# Kosh Operators

This notebook introduces Kosh's *operators*. Unlike *transformers* which act on a feature itself. *operators* allow post-processing of data comming from different features, for example adding two features together. Either from the same source or not.

Similarly to *loaders* and *transformers*, *operators* must declare the mime_types they can accept as inputs and the mime_types they export these inputs to.

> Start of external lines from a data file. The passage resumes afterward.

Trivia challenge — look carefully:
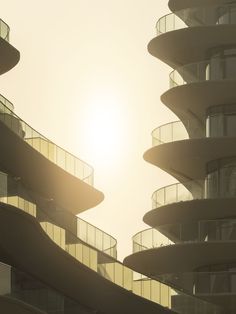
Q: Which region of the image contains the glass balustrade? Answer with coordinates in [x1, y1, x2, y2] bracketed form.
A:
[152, 121, 189, 146]
[156, 4, 236, 36]
[76, 217, 117, 258]
[156, 12, 186, 35]
[152, 177, 236, 209]
[0, 195, 37, 217]
[0, 95, 94, 185]
[133, 219, 236, 253]
[170, 57, 236, 88]
[152, 181, 197, 209]
[0, 19, 9, 42]
[0, 94, 14, 111]
[133, 228, 173, 253]
[0, 171, 222, 314]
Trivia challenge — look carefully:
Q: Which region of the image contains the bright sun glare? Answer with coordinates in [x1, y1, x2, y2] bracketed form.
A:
[82, 90, 126, 169]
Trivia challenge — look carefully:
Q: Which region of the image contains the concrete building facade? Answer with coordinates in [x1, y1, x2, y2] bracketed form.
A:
[125, 1, 236, 313]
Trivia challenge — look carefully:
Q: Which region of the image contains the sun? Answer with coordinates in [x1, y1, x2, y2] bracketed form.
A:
[80, 89, 127, 170]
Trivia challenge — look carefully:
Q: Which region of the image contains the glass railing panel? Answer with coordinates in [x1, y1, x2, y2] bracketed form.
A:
[114, 263, 124, 287]
[40, 222, 66, 250]
[152, 121, 189, 147]
[0, 95, 14, 112]
[158, 13, 166, 35]
[165, 184, 178, 205]
[94, 228, 103, 251]
[162, 123, 173, 143]
[66, 242, 98, 272]
[173, 121, 188, 141]
[99, 262, 114, 282]
[142, 279, 151, 300]
[87, 223, 96, 247]
[150, 280, 162, 304]
[123, 266, 133, 290]
[65, 153, 74, 175]
[77, 218, 87, 242]
[152, 188, 164, 208]
[177, 184, 193, 202]
[55, 147, 66, 169]
[0, 20, 10, 42]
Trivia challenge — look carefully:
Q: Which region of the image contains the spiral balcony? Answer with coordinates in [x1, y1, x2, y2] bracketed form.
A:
[145, 181, 236, 228]
[125, 1, 236, 313]
[0, 19, 19, 74]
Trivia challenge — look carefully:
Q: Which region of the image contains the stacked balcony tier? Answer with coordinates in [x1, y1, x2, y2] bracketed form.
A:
[124, 1, 236, 313]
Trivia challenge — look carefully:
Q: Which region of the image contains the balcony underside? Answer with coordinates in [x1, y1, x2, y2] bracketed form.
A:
[124, 242, 236, 276]
[0, 121, 103, 213]
[144, 198, 236, 228]
[144, 137, 236, 182]
[0, 37, 19, 75]
[0, 203, 172, 314]
[148, 25, 236, 68]
[169, 0, 232, 12]
[162, 80, 236, 128]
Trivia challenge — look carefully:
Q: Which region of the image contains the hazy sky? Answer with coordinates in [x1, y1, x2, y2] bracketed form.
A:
[0, 0, 177, 259]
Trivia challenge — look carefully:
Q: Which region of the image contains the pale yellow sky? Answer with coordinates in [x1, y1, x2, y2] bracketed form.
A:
[0, 0, 177, 259]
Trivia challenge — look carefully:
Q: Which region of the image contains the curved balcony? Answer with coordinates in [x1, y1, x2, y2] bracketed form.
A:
[152, 121, 188, 147]
[0, 173, 222, 314]
[156, 4, 236, 36]
[0, 19, 19, 75]
[152, 181, 202, 209]
[133, 219, 236, 253]
[152, 175, 236, 210]
[145, 134, 236, 184]
[133, 228, 173, 253]
[170, 57, 236, 88]
[0, 19, 9, 42]
[0, 96, 94, 185]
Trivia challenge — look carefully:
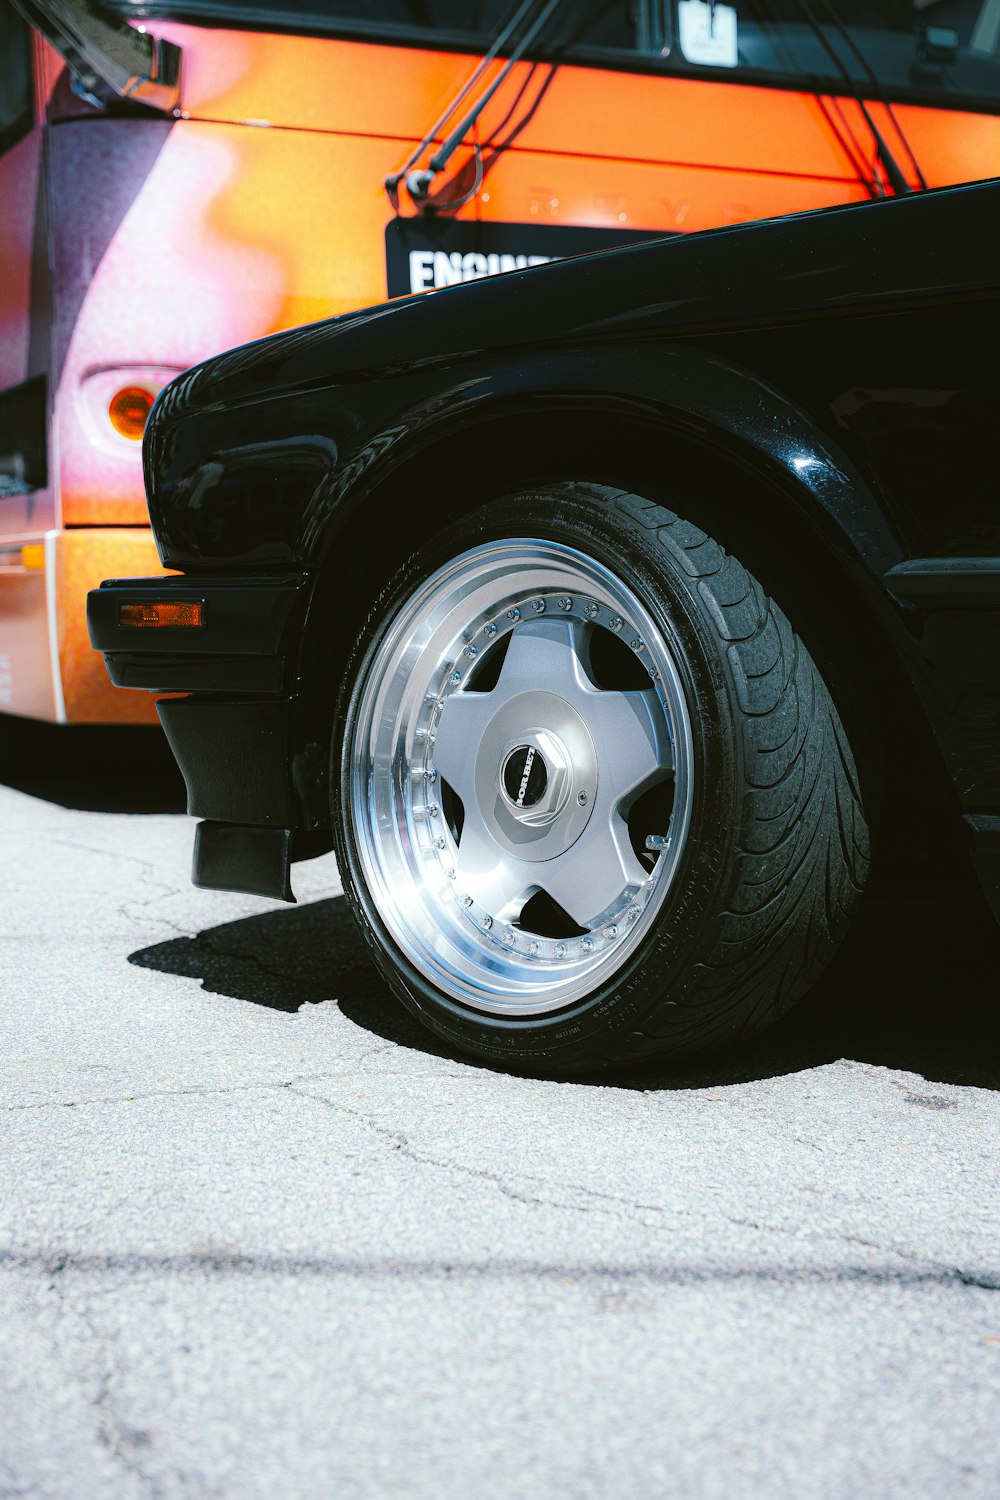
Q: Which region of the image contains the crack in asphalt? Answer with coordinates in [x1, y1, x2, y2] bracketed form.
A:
[29, 1255, 161, 1499]
[0, 1073, 345, 1113]
[282, 1084, 999, 1283]
[287, 1081, 687, 1223]
[116, 888, 194, 935]
[7, 1070, 994, 1290]
[48, 838, 179, 893]
[76, 1293, 164, 1500]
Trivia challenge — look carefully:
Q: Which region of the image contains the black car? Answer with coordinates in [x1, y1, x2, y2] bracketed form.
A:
[88, 181, 1000, 1074]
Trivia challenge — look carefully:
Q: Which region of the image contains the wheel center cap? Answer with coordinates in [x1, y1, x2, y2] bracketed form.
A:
[501, 743, 548, 811]
[496, 729, 570, 829]
[476, 691, 597, 861]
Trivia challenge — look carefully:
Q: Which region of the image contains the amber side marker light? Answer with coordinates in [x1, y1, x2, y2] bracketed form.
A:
[119, 601, 205, 628]
[109, 385, 156, 440]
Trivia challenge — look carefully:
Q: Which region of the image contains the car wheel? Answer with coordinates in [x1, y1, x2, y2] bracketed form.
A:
[331, 483, 870, 1073]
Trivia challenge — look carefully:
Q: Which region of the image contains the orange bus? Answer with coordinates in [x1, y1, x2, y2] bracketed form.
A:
[2, 0, 998, 727]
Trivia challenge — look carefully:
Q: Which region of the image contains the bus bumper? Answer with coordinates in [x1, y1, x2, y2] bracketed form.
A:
[1, 528, 168, 724]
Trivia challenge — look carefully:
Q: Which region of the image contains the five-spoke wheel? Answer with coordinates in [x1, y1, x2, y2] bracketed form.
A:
[347, 537, 694, 1015]
[333, 485, 869, 1072]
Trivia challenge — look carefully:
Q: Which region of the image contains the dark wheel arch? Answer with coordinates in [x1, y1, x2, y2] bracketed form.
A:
[293, 399, 951, 872]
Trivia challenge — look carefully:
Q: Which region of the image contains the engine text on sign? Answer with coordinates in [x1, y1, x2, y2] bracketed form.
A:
[409, 250, 553, 293]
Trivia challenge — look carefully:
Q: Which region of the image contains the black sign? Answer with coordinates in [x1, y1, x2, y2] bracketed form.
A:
[385, 218, 665, 299]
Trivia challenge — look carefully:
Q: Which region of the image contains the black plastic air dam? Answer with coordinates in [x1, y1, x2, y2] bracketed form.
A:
[965, 815, 1000, 926]
[193, 821, 296, 902]
[156, 696, 295, 828]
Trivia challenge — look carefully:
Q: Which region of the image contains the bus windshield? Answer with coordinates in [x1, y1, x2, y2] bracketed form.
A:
[107, 1, 1000, 112]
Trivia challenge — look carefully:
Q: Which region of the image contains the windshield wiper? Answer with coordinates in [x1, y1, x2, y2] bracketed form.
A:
[385, 0, 564, 211]
[814, 0, 927, 191]
[788, 0, 923, 195]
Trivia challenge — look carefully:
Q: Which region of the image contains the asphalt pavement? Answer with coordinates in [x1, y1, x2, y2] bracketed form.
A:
[1, 720, 998, 1500]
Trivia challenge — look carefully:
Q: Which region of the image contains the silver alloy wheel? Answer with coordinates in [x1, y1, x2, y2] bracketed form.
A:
[349, 538, 694, 1016]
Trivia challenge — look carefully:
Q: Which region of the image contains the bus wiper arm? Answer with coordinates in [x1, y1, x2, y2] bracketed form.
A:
[11, 0, 180, 112]
[813, 0, 927, 191]
[789, 0, 915, 194]
[385, 0, 565, 208]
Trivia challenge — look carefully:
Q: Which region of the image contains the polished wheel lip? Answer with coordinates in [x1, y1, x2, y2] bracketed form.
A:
[348, 538, 695, 1018]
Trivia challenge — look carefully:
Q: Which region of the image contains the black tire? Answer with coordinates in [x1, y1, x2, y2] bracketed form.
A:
[331, 483, 870, 1073]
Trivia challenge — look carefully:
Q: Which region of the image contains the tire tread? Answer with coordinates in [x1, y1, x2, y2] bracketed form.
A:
[588, 486, 870, 1065]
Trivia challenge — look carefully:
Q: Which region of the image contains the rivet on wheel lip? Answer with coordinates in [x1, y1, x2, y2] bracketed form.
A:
[504, 928, 516, 945]
[481, 914, 493, 929]
[450, 671, 461, 684]
[506, 607, 521, 621]
[459, 893, 473, 906]
[609, 616, 623, 631]
[423, 769, 437, 783]
[427, 804, 440, 818]
[485, 623, 498, 637]
[604, 924, 618, 938]
[630, 638, 645, 651]
[581, 938, 593, 951]
[531, 598, 546, 613]
[528, 939, 539, 953]
[557, 596, 573, 611]
[433, 837, 446, 850]
[585, 602, 599, 618]
[465, 645, 478, 658]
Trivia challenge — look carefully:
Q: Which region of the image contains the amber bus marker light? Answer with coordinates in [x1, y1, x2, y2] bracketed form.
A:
[119, 601, 205, 628]
[109, 386, 156, 440]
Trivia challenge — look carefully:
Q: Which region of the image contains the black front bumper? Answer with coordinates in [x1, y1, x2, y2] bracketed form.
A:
[87, 572, 329, 901]
[87, 572, 307, 694]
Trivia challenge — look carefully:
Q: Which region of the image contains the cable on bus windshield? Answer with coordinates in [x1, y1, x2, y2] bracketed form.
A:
[790, 0, 924, 195]
[424, 61, 559, 215]
[384, 0, 565, 212]
[384, 0, 540, 206]
[813, 0, 928, 190]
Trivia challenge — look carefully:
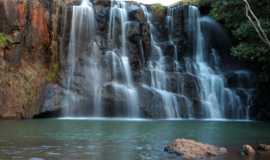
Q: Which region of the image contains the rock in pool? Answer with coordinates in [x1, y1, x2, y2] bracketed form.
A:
[242, 145, 256, 156]
[258, 144, 270, 152]
[164, 138, 227, 159]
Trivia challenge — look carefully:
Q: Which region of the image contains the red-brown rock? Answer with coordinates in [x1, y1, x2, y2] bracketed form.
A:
[242, 145, 256, 156]
[165, 139, 227, 159]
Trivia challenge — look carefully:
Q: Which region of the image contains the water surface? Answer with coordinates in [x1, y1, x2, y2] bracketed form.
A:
[0, 119, 270, 160]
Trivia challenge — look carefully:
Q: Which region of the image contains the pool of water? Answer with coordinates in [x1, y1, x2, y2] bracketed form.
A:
[0, 118, 270, 160]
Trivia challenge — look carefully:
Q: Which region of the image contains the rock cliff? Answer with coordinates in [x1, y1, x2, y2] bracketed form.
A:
[0, 0, 257, 119]
[0, 0, 63, 119]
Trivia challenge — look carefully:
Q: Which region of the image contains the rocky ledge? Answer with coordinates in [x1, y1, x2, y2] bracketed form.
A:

Where the *transformers* process the feature via their `transform` function, *operators* must define their `operate` function.

At the moment it is expected that all inputs must be from the same mime_type.

Operators inputs can be features coming straight from the loader, possibly processed by a(many) *transformer(s)* and coming from another *operator*.

In this example we will define a simple **ADD** operator that will add all the inputs it receives.

In [1]:
import kosh
import numpy as np

class ADD(kosh.KoshOperator):
    types = {"numpy" : ["numpy",]}  # Our operator accepts numpy arrays and outputs numpy arrays
    
    def operate(self, *inputs, ** kargs):
        # *inputs are the input received from their predecessors in the execution graph
        # It is important to define **kargs as the function will receive `format=some_format`
        out = np.array(inputs[0])
        for input_ in inputs[1:]:
            out += np.array(input_)
        return out

**Important points**:

  * The `operate` function will receive the desired output format via `format=output_format` so it *must* declare `**kargs`
  * inputs are sent via `*inputs`

In [2]:
import sys, os
store = kosh.create_new_db("operators_demo.sql")
ds = store.create()
ds.associate("../tests/baselines/node_extracts2/node_extracts2.hdf5", mime_type="hdf5")

f1 = ds["cycles"]
print(f1())

add = ADD(f1,f1)

print(add[:])


<HDF5 dataset "cycles": shape (2,), type "<i8">
[22 16]


In the next version the search function will return a generator.
You might need to wrap the result in a list.
  "\nIn the next version the search function will return a generator.\n"


As previously mentioned we can also pass the feature through a transformer first:

In [3]:
class Twice(kosh.transformers.KoshTransformer):
    types = {"numpy":["numpy",]}
    def transform(self, input, format):
        return np.array(input) * 2.
    
twice = Twice()

f1 = ds.get_execution_graph("cycles", transformers=[twice,])
f2 = ds["cycles"]

add2 = ADD(f1, f2)
print(add2[:])


[33. 24.]


We can also have an operator as an input to another, and mix and match this with regular features

In [4]:
add3 = ADD(add2, add)
print(add3[:])

[55. 40.]


Sometimes these can get complicated and hard to follow.
You can draw the execution graph to see if everything is happening as you would expect.

In [5]:
kosh.utils.draw_execution_graph(add3.execution_graph(), png_name="exec_graph.png", output_format="numpy")

![Execution Graph](exec_graph.png)

Lastly it is worth noting that transformers and operators can implement their own `__getitem__` function to subset the data. See [this notebook](Example_Advanced_Data_Slicing.ipynb) for more in this.